FREMONT, CA: Manulife Investment Management has released new standards for managing high-quality carbon credits in the forest and agriculture sectors. Its timberland purchase screening for existing carbon projects and prospective carbon project development prospects currently incorporates the new criteria. They speak to the company's goal of producing high-quality, high-integrity carbon credits for investors and the environment.
Manulife Investment Management's internal working group did a landscape study of the leading carbon standards developed by several independent organizations over the previous year. The working group then generated a set of carbon principles aligned with the draught Core Carbon Principles developed by the Integrity Council for the Voluntary Carbon Market. This newly formed governing body evolved from the Taskforce on Scaling Voluntary Carbon Markets. Critical elements of additionality, permanence, leakage, and reliable monitoring, reporting, and verification are included in the firm's new carbon rules, but they are not limited to them. Only projects that closely follow the new rules will be recommended by the internal carbon standards working group.
Carbon credits must help cut carbon emissions and support global climate change activities. The baselines must be specified as the emissions levels that occur in a typical company environment. For verification, issuance, and credit trading, it must be monitored, reported, and confirmed using recognized and certified intermediaries, platforms, and protocols administered by public or private organizations. It must also minimize and account for any leakage—calculate and minimize emissions that may transfer to nearby or adjacent locations that aren't participating, and focus on additional social and ecological benefits like improving biodiversity and minimizing negative externalities that may result from carbon project activities.

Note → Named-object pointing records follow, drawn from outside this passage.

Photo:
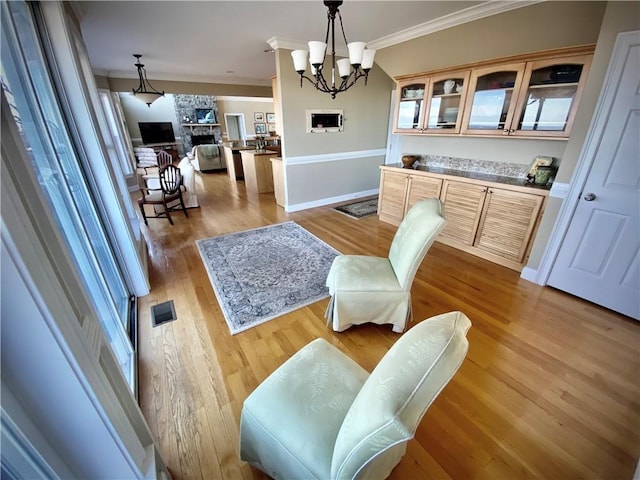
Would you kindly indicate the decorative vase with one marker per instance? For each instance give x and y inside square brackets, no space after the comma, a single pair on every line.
[408,160]
[449,85]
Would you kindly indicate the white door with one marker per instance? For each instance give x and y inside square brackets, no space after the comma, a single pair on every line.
[598,259]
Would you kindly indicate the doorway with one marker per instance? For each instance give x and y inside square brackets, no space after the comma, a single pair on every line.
[598,254]
[235,126]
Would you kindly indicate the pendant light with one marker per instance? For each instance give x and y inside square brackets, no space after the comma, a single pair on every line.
[145,91]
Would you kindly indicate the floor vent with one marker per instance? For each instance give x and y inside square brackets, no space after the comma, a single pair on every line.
[162,313]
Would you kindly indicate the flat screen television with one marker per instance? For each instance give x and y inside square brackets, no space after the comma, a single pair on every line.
[156,132]
[205,115]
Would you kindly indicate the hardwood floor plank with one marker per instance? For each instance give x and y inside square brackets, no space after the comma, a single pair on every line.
[550,387]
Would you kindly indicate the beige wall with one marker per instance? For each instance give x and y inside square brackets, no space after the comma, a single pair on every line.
[542,26]
[366,112]
[366,115]
[619,17]
[246,106]
[135,111]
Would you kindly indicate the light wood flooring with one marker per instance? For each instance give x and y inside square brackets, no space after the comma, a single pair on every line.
[550,387]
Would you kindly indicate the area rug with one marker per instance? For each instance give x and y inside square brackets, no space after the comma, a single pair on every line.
[360,209]
[263,273]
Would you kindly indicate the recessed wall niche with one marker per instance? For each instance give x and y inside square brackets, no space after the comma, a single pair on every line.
[185,106]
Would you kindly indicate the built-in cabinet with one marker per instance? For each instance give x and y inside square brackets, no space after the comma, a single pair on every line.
[432,104]
[488,219]
[399,190]
[530,96]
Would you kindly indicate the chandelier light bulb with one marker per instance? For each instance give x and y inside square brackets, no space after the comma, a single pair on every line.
[349,70]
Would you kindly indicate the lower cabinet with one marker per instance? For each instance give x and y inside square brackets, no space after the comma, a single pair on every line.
[400,190]
[486,219]
[462,207]
[507,223]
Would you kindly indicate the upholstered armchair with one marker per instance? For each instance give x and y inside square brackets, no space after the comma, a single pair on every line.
[367,289]
[207,157]
[320,415]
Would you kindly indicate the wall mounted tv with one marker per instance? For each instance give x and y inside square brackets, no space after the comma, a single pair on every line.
[156,132]
[205,115]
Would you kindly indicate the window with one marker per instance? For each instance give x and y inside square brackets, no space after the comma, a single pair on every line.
[65,182]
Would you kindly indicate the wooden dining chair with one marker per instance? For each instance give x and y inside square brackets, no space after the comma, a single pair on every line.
[164,158]
[168,196]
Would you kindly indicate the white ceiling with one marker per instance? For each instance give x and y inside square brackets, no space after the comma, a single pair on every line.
[225,41]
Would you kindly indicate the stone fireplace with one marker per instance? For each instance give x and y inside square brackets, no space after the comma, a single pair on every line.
[185,106]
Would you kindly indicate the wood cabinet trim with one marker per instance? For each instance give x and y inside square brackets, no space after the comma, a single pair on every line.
[502,256]
[582,54]
[524,57]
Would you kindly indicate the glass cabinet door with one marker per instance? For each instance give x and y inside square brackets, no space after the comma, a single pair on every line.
[445,102]
[491,101]
[410,107]
[547,106]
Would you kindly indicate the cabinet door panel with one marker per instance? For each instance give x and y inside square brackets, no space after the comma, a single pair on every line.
[445,101]
[548,104]
[491,99]
[462,207]
[392,194]
[422,187]
[411,105]
[508,219]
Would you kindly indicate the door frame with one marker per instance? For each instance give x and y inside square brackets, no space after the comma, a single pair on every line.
[587,155]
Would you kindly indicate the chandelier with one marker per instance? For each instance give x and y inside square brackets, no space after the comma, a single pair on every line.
[349,70]
[145,91]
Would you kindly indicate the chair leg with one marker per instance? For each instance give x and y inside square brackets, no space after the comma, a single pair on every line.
[166,210]
[184,209]
[144,216]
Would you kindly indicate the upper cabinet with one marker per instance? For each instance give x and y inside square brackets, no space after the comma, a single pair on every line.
[490,108]
[432,104]
[547,103]
[411,105]
[536,96]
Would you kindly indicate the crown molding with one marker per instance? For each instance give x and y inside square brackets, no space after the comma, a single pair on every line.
[467,15]
[186,78]
[454,19]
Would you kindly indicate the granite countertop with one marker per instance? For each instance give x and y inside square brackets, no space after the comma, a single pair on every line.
[261,152]
[520,182]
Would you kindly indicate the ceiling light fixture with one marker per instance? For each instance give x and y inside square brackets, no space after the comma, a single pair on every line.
[360,58]
[145,91]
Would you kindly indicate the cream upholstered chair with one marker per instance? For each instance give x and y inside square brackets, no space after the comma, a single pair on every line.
[366,289]
[320,415]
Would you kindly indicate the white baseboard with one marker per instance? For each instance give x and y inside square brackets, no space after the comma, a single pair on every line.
[559,190]
[328,201]
[532,275]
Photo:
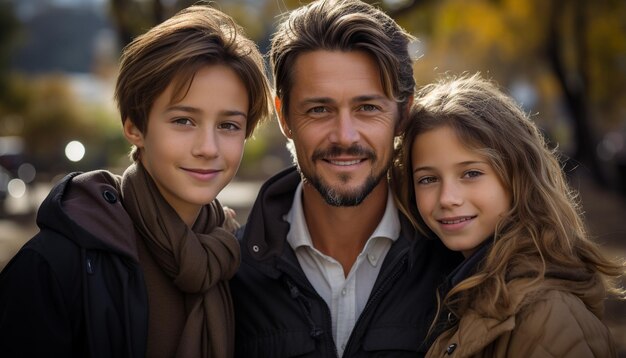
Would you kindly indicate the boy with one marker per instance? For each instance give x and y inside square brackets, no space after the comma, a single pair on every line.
[137,265]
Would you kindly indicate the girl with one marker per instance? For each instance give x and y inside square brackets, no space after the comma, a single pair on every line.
[475,172]
[137,265]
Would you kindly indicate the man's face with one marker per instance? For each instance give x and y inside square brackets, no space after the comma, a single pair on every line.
[342,124]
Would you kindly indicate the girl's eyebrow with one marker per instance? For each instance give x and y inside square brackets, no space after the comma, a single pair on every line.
[460,164]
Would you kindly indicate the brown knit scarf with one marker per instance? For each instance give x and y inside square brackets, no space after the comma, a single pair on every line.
[199,260]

Across the United States, Canada, New Zealand, Australia, Brazil, and Chile, Manulife Investment Management administers over 6 million acres of timberland. It also manages almost 400,000 acres of prime farmland in the United States' major agricultural regions, as well as in Canada, Chile, and Australia. With a total AUM of USD 59.2 billion, the firm's private markets activities include private equity and credit, infrastructure, real estate, forests, and agriculture.